Warring states (2)

by Terence MacNamee

In his report to the Institut Jacques Delors on identity and myth in Europe, Canadian history professor Gérard Bouchard laments the lack of any real emotional or mythic unity in the European Union. He believes that a European mythology should be consciously developed, like the mythology that presides over the patriotism of nation-states. There is one gaping hole in his discussion. He doesn’t even consider the issue of language. Yet the plethora of languages, symbolizing national identities, is what has kept Europe divided for so long.

Once Europe did have a common language: Latin.

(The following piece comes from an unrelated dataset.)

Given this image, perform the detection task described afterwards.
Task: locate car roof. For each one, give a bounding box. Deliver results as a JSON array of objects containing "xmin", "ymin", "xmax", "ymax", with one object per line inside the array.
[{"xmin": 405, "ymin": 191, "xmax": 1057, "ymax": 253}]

Even after the Roman Empire collapsed, the language of that empire was kept up as the language of administration, education, and indeed most writing. When the universities were founded, they too operated in Latin. When printing was invented, the vast majority of printed books were for a time in Latin. Even Martin Luther, who struck a blow for vernaculars with his German Bible, and the other Reformers wrote in Latin most of the time. Unfortunately, with the rise of the nation-states and their languages, people who should have known better, like Descartes and Galileo, could not resist the temptation to write in the vernaculars, and made it fashionable to do so. This meant that to keep up with the movement of ideas in Europe, you needed to know several languages. Still, learned books continued to be written in Latin up till the end of the 18th century, and for a Dutchman like Spinoza, or a Swede like Linnaeus, it was the only way they could be sure of reaching an international audience.

Today the struggle for a common language has been lost, for Latin is ceasing to be taught in the schools, and indeed for generations it has been little more than a fossil. Due to external factors (the power of the USA in the world), English has been making headway in Europe and is now widely used as a vehicle of communication between people who do not speak each other’s languages. Yet it really can’t be a pan-European language any more than French or German can, for in Europe it happens to be someone’s language (embarrassingly enough, the language of someone who has just announced they’re leaving). Latin throughout the millennia of its widest use, was safely “dead” and thus not a national language at all.

Consider, in contrast, China and its history. Classical Chinese with its huge, ingenious writing system became a means of nationwide communication, at least written, between people who could not understand one another’s spoken dialects. Classical Chinese has found a workable successor in the official Putonghua variety of Mandarin.

The single most decisive factor for uniting a huge area like China or Europe is having a common language. Otherwise you’re doomed to be just a bunch of Warring States – when you could have been a Middle Kingdom.